General Sir Francis Reginald Wingate, 1st Baronet, GCB, GCVO, GBE, KCMG, DSO, TD (25 June 1861 – 29 January 1953) was a British general and administrator in Egypt and the Sudan. He earned the nom de guerre Wingate of the Sudan.
Wingate was born at Port Glasgow, Renfrewshire (now Inverclyde), the seventh son of Andrew Wingate, a textile merchant of Glasgow, and Elizabeth, daughter of Richard Turner of Dublin.

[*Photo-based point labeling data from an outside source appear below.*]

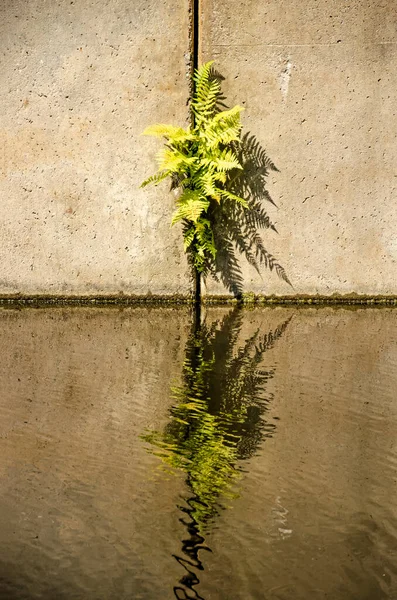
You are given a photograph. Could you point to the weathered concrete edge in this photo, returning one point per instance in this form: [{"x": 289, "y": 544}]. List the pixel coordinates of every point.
[{"x": 248, "y": 299}]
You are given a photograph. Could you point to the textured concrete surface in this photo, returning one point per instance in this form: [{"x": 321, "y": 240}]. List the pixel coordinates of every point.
[
  {"x": 79, "y": 81},
  {"x": 319, "y": 84}
]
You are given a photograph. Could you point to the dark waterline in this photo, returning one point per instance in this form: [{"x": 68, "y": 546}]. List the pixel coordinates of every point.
[{"x": 251, "y": 455}]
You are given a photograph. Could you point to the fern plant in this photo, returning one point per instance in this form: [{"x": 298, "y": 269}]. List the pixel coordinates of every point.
[{"x": 199, "y": 161}]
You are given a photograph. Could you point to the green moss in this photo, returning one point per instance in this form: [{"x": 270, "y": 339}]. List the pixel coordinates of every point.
[{"x": 248, "y": 299}]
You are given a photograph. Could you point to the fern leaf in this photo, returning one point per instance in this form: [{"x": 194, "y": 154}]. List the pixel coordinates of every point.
[
  {"x": 170, "y": 159},
  {"x": 167, "y": 131},
  {"x": 188, "y": 237},
  {"x": 191, "y": 205},
  {"x": 155, "y": 178},
  {"x": 230, "y": 196}
]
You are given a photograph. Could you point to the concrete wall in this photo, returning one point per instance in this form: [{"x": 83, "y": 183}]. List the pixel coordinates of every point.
[
  {"x": 319, "y": 84},
  {"x": 79, "y": 81}
]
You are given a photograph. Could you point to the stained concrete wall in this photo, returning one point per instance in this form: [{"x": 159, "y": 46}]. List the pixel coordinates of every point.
[
  {"x": 319, "y": 84},
  {"x": 79, "y": 81}
]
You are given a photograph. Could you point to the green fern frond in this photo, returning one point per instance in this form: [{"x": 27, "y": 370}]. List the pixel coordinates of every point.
[
  {"x": 230, "y": 196},
  {"x": 156, "y": 178},
  {"x": 168, "y": 131},
  {"x": 190, "y": 206},
  {"x": 204, "y": 162},
  {"x": 188, "y": 238}
]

His father died when he was a year old, and the family, in straitened circumstances, moved to Jersey, where he was educated at St James's Collegiate School.
He entered the Royal Military Academy, Woolwich, and was commissioned a lieutenant in the Royal Artillery on 27 July 1880. He served in India and Aden from March 1881 to 1883, when he joined the 4th Battalion of the Egyptian Army on its reorganisation by Sir Evelyn Wood with the brevet rank of major. In the Gordon Relief Expedition of 1884–1885 he was ADC and military secretary to Sir Evelyn. In 1883 he received the Order of Osmanieh 4th Class from the Khedive. In June 1885, he was Mentioned in Despatches for service in operations in the Suakin and Upper Nile regions.